Quarterback Sneak (Red Zone Rivals #3)(3)



The front door burst open, and I glanced up at the frazzled girl who stumbled through the entryway, arms loaded with shopping bags.

She paused at the sight of me, her dark sunglasses sliding down her nose a bit. She arched a brow over them, taking in the length of me as I did the same to her.

I knew without asking who she was — Mary Silver, my new roommate.

We’d found each other through an app that reminded me of a dating app, except it matched you with potential roommates in the Boston area, instead. We’d both “swiped right” on each other, and after a couple nights of conversing, decided we could tolerate each other enough to live together. That was maybe what I’d liked most about her — she wasn’t bubbly and annoying, she wasn’t trying to be my best friend, she wasn’t expecting anything other than for me to pay my bills on time.

I felt the same.

My first impression of her in person was that she was gorgeous. That much I ascertained within seconds.

Her long blonde hair was styled in waves over her shoulders, her makeup immaculate, blush-painted lips and cat-lined eyes that made me wonder if she did it professionally. She wore a forest green dress covered in delicate flowers, her lush hips and thick thighs straining the fabric and calling attention to her curves I was already envious of. She paired that dress with a leather jacket it was far too hot to be wearing and black combat boots, and I noted the tattoos visible on her legs, her sternum, the piercings through the septum of her nose, and lining both her ears.

A subtle tilt of her chin was her first greeting. “Hey.”

“Hey,” I said back.

Dad paused where he was unpacking in the kitchen, and though he looked pleasant enough on the outside, I knew as his daughter what he was thinking as he eyeballed my new roommate.

Mary’s eyes drifted to the half-built pole in the middle of the floor.

“You dance?”

I shrugged. “Tricks and combos mostly, but I dance sometimes, too.”

She nodded, bottom lip poking out like she was impressed and maybe a little surprised. “Cool. Just don’t break anything. I want to get our deposit back.”

With that, she slid past me and Dad both, on her way down the back hallway toward the stairs that led to our rooms. She glanced into the kitchen as she passed. “’Sup, Pops.”

I actually felt the corners of my mouth tilt up at that, at how my dad’s eyebrow slid into his hairline with the greeting.

Once Mary climbed the stairs and shut her bedroom door, Dad looked at me.

“She seems nice,” I said.

He blinked but refrained from saying anything else and went back to unpacking.

Bending, I heaved the box I’d been sifting through into my arms and carried it up the stairs, too — to my own bedroom. The house Mary and I were renting together was ancient, the wood floors creaking with every step and the plumbing a delicate situation I was sure would give us trouble more than once. I was pretty sure we’d be haunted at night by a ghost from the Revolution era. But I loved the natural light that streamed through the large bay window in my room, loved the idea of filling my space with plants and all my favorite yard sale finds.

I finally had a space of my own.

I couldn’t blame my father for worrying about me. I had given him every right to after the way I’d completely lost control of my life when Abby died. Between the partying, the alcohol, the drugs, and the numbness with which I gave myself to any boy who wanted me… I had turned into someone no one recognized, most of all me.

I would have done anything to feel something, even though it never worked.
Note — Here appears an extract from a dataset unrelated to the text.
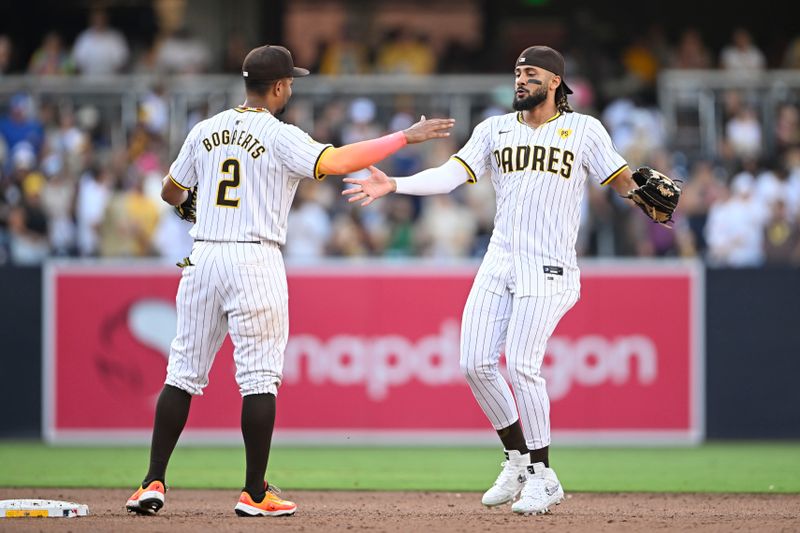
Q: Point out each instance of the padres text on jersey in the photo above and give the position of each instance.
(539, 176)
(247, 165)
My mother gave up on me. I didn’t hate her for it, mostly because I was too busy hating myself. But it surprised me, the ease with which she seemed to dismiss me after the third or fourth time I showed up at their house in the middle of the night and puked on the lawn. I was lucky that my actions didn’t end my parents’ marriage. But somehow, they managed to hold on to each other even when I tested every last nerve they had.

But while Dad and I had moved here for his new job, she’d stayed back home in Alabama.
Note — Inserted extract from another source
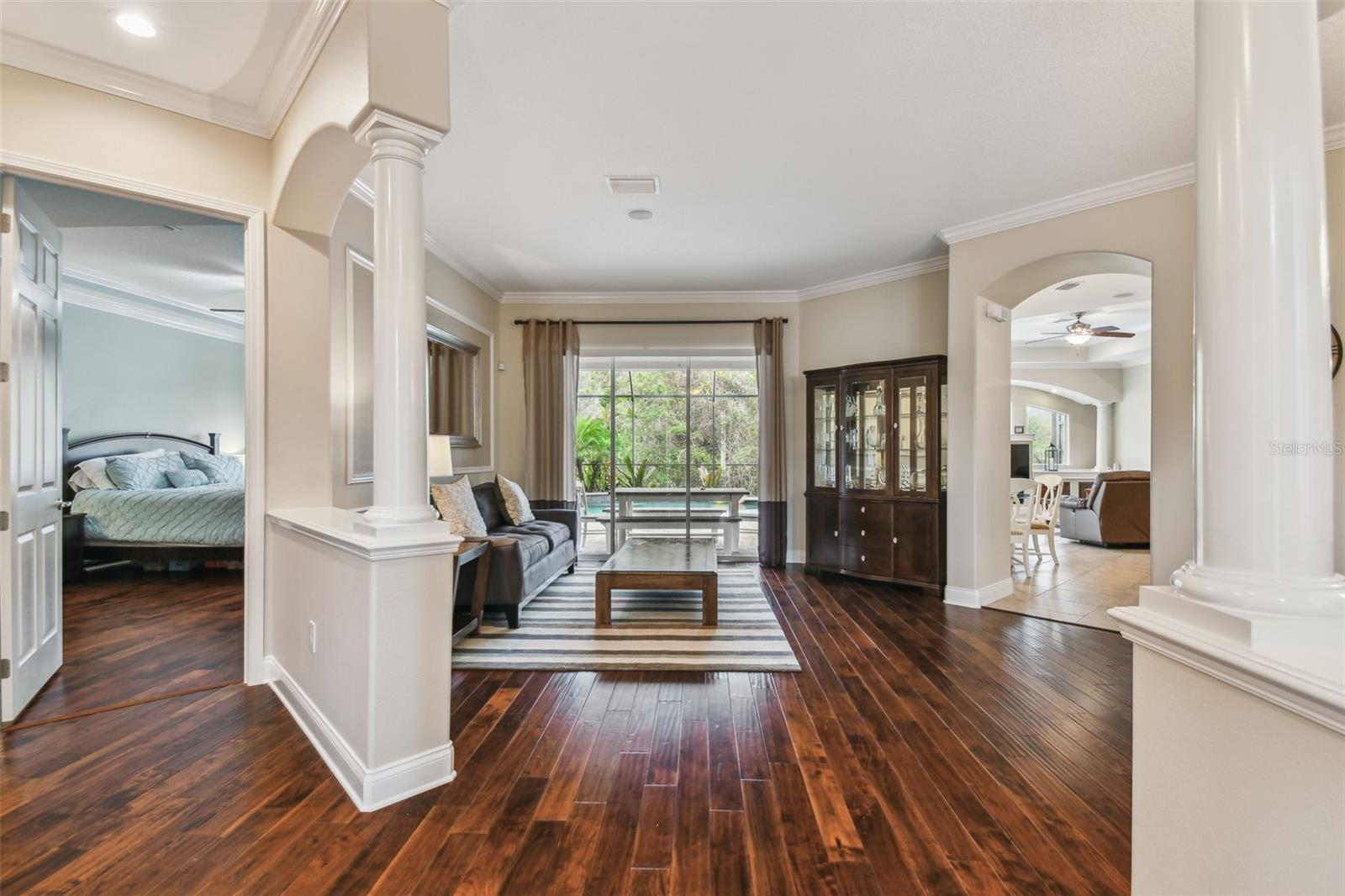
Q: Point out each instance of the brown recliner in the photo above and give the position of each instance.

She claimed it was because she loved our house too much to leave it, that the church wouldn’t be able to go on without her, that the yoga studios wouldn’t be the same in New England.

I knew it was because she was happy for the chance to get away from me.
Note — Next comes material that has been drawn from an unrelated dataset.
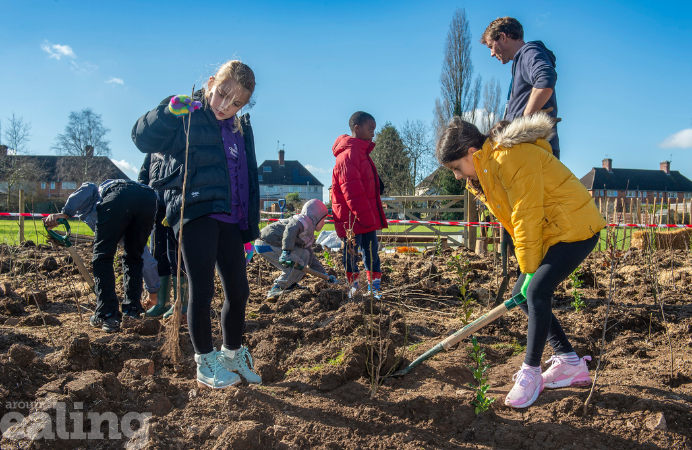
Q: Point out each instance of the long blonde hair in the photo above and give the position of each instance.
(239, 72)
Dad, on the other hand, had never lost hope. He’d never lost faith in me. And somehow, that was worse.

I’d never forget the night my father broke down in tears at my feet, begging me to get straight, to go to college, to find a will to live again.

“I can’t lose you, too.”

Those words would haunt me for the rest of my life.

And so here I was, a sports medicine major who only drank a glass or two of wine a week, trying to do whatever it was that would make him happy. Because there wasn’t a shot in hell that I’d ever find that state of being again.

The least I could do with my miserable life was make his a little less hard to bear.

Rock music started blasting from Mary’s room as I got to unpacking, pulling out a hollow golden Buddha statue I’d picked up at an estate sale a few years ago and setting it on the floor next to my bedside table. Piece by piece, I filled my new bedroom with the vases and paintings and stained mirrors and tchotchkes and whatever else I’d thrifted over the years. The space became more and more eclectic as I did so, and each new addition made me feel a little less dead inside.